Was it all a big mistake by our intelligence services? Hardly. If you read the Senate Intelligence Committee Report carefully, you can see there were deliberate steps taken to preempt honest members of the intelligence community from asserting the truth to The White House.

A week before the invasion of Iraq, the CIA acknowledged that ElBaradei was right - there was no uranium deal between Niger and Iraq. That didn't stop Dick Cheney from going on Meet the Press to state that:

[W]e know he [Saddam] has been absolutely devoted to trying to acquire nuclear weapons. And we believe he has, in fact, reconstituted nuclear weapons. I think Mr. ElBaradei frankly is wrong.

The same type of fraud applies to the phony aluminum tube "evidence." CIA analyst Joe Turner, with his friends Andrew Szady and Joseph Dooley conspired to put out false documents about the aluminum tubes. And finger prints tracing the fraud back to the White House, are evident from the stilted reporting of Judith Miller and Michael Gordon in the New York Times. Turner (then only known as "Joe T.") continued lying to Senate investigators looking into pre-war WMD intelligence. It's all detailed, step-by-step, here.

(Defenders of the aluminum tube theory point out that experts conceded that use of aluminum, as a material for uranium enrichment centrifuges, was conceivable. But it was still ridiculous, since so many other commonly available materials are more durable. To analogize, using aluminum tubes made as much sense as building a large passenger plane out of wood. Sixty years ago, Howard Hughes proved a large wooden plane could fly, but no one in this day in age would take the idea of a wooden plane, or an aluminum centrifuge, seriously.)

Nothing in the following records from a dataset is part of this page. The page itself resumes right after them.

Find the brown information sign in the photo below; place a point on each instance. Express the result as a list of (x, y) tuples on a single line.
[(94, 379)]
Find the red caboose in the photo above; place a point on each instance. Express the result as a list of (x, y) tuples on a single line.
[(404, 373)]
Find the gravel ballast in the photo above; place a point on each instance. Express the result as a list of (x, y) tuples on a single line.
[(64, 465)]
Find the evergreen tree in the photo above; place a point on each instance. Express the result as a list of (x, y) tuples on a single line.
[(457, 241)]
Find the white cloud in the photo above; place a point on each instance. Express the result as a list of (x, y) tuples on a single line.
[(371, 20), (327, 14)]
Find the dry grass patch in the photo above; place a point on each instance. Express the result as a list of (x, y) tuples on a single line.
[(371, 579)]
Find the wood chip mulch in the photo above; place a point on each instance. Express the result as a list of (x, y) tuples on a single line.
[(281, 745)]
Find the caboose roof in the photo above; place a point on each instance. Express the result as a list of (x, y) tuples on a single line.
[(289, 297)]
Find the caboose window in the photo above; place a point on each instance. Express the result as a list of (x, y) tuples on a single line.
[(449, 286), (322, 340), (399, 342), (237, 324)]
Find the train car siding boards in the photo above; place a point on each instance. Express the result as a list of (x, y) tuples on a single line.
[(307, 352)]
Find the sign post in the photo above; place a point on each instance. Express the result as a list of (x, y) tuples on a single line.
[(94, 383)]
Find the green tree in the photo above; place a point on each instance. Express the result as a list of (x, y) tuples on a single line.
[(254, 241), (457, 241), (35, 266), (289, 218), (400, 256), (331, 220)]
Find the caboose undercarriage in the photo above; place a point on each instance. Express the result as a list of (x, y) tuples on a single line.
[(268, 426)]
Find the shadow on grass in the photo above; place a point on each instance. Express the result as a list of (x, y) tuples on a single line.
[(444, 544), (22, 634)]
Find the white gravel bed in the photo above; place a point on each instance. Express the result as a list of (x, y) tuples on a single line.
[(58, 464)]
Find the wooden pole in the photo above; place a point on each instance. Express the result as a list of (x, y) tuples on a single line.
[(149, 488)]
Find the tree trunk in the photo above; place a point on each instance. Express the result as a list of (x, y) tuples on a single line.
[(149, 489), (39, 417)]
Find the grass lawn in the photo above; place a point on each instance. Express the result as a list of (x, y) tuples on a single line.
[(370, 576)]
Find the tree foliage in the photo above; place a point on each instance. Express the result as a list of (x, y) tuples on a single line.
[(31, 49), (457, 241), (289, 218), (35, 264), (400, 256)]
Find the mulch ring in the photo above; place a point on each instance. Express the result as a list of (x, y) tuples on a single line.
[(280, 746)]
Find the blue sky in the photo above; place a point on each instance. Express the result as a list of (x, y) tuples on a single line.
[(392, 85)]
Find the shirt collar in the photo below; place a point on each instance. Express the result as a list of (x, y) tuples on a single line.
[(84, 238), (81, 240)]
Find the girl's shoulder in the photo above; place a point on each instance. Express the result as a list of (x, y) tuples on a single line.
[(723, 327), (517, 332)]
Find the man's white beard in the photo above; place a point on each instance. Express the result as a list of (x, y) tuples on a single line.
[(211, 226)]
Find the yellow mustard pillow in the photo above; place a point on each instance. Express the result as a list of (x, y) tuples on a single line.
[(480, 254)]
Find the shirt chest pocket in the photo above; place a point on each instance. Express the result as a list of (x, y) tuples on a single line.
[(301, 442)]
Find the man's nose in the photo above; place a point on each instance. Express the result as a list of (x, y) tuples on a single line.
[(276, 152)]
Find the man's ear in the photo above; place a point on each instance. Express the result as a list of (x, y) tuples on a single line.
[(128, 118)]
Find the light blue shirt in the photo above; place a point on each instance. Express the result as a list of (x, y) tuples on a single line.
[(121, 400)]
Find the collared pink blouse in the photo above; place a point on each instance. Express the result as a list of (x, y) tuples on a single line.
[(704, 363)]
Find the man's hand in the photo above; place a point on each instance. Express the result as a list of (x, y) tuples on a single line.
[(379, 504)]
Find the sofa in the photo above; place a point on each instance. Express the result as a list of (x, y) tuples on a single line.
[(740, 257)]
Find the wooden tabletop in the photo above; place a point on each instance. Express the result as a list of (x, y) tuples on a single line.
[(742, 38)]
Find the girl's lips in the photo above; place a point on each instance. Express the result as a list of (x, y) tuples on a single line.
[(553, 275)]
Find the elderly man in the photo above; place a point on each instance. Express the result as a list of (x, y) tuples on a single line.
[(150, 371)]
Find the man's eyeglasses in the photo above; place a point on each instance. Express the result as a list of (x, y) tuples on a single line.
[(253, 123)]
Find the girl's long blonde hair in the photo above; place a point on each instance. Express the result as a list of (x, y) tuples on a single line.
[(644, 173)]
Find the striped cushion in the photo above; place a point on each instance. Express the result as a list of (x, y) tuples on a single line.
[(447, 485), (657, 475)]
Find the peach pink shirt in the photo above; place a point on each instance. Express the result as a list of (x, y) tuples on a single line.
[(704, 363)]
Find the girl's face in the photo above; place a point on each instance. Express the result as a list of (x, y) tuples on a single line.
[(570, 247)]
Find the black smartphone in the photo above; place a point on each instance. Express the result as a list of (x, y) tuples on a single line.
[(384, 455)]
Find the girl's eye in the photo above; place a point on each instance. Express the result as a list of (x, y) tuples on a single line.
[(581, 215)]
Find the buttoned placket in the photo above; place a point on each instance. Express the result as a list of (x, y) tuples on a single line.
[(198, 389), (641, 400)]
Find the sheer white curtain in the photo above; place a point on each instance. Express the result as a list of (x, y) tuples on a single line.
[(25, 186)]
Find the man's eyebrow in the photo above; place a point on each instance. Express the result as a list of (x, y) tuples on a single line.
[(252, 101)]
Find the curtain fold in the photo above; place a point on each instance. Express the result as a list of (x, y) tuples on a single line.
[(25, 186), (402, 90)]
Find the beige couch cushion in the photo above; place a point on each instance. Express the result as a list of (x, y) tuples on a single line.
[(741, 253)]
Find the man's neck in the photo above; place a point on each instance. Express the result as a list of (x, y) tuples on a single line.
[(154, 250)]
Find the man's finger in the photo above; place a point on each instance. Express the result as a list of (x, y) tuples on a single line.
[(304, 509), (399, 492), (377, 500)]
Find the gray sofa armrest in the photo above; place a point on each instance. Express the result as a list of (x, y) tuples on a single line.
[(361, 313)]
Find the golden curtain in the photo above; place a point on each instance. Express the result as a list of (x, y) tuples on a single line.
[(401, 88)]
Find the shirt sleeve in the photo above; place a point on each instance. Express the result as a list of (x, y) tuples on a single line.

Finally, there's the claim that new magnet production facility was intended for a centrifuge program. No one in the intelligence community was able to produce anything to support that claim, so CIA analysts quickly told Senate investigators it was a "mistake."

The entire case for Iraq's nuclear program was based on the supposed uranium sale, the supposed nuclear application for some aluminum tubes, and the supposed nuclear application of Iraqi magnet production. That's why Duelfer's report and ElBaradi's report concurred that there was nothing.

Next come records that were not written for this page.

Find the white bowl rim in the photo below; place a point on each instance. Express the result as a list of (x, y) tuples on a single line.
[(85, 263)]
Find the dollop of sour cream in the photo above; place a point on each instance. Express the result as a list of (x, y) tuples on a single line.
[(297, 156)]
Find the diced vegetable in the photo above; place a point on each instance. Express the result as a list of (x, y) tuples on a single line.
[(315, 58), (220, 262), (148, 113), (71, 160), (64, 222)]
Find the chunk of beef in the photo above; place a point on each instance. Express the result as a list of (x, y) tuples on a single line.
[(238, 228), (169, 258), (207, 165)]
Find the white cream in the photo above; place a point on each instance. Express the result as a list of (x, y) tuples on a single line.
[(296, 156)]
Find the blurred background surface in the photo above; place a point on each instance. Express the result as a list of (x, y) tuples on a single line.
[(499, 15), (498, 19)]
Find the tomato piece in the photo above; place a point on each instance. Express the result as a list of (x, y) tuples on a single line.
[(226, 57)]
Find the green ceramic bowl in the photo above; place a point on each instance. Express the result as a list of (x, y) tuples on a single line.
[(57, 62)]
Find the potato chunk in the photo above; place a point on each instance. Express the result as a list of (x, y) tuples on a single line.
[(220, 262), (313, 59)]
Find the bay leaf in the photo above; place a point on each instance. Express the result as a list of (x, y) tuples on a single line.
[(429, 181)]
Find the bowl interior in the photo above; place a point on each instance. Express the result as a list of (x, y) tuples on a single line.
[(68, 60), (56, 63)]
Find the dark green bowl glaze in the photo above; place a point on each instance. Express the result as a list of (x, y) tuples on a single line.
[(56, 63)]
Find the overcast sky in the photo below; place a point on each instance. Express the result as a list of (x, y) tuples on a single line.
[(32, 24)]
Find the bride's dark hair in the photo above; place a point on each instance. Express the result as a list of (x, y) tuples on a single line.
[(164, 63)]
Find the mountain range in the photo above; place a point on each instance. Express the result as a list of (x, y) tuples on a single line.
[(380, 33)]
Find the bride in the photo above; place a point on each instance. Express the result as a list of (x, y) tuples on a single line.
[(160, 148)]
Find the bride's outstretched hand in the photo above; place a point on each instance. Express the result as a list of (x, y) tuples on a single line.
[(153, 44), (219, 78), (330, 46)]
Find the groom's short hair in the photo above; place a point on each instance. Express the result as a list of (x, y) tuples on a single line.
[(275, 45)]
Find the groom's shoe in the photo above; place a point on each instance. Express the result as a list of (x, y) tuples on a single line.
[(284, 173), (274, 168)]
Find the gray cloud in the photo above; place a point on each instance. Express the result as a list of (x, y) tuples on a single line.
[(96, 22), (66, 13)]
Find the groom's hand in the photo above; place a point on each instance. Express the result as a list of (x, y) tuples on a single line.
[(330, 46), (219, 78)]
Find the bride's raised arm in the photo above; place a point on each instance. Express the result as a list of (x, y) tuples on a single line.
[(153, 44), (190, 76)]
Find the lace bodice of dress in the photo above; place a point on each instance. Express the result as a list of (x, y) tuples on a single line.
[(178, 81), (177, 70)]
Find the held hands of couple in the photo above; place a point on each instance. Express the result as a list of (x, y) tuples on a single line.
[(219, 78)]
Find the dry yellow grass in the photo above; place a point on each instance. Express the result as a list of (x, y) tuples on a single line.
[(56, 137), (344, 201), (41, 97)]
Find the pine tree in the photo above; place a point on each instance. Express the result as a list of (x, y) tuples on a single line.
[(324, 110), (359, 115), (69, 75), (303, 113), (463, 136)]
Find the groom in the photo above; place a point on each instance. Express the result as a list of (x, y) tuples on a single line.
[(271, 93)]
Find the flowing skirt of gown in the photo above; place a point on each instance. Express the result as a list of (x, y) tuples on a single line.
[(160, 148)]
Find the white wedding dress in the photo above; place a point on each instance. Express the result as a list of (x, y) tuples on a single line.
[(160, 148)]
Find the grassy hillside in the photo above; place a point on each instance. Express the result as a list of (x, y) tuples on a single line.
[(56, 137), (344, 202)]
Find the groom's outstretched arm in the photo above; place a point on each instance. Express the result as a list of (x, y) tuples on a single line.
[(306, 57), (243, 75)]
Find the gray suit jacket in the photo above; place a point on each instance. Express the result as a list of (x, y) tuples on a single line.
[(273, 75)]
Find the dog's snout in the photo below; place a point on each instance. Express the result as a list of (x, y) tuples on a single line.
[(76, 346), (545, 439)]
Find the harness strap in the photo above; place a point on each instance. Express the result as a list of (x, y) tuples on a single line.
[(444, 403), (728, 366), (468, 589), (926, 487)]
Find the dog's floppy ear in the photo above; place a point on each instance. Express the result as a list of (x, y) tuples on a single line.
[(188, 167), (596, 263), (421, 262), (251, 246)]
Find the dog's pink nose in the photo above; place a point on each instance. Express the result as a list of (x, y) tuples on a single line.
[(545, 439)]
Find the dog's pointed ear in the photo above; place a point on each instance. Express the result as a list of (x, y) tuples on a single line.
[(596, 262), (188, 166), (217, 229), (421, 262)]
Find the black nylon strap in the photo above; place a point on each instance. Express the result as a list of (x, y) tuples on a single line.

And four years after the invasion, David Brooks persists in making something out of nothing. And the contents of the Duelfer Report, which received scant coverage when released a month before the 2004 election, seem to languish in obscurity.

And that's why Joe Wilson's story is more important than it was four years ago. The David Brooks types persist in compounding their lies about the run up to the war in Iraq. When caught in a lie, they lie more. Otherwise, how could they ask anyone listen to them? The Iraq war proved they were in way over their heads and had no idea what they were talking about.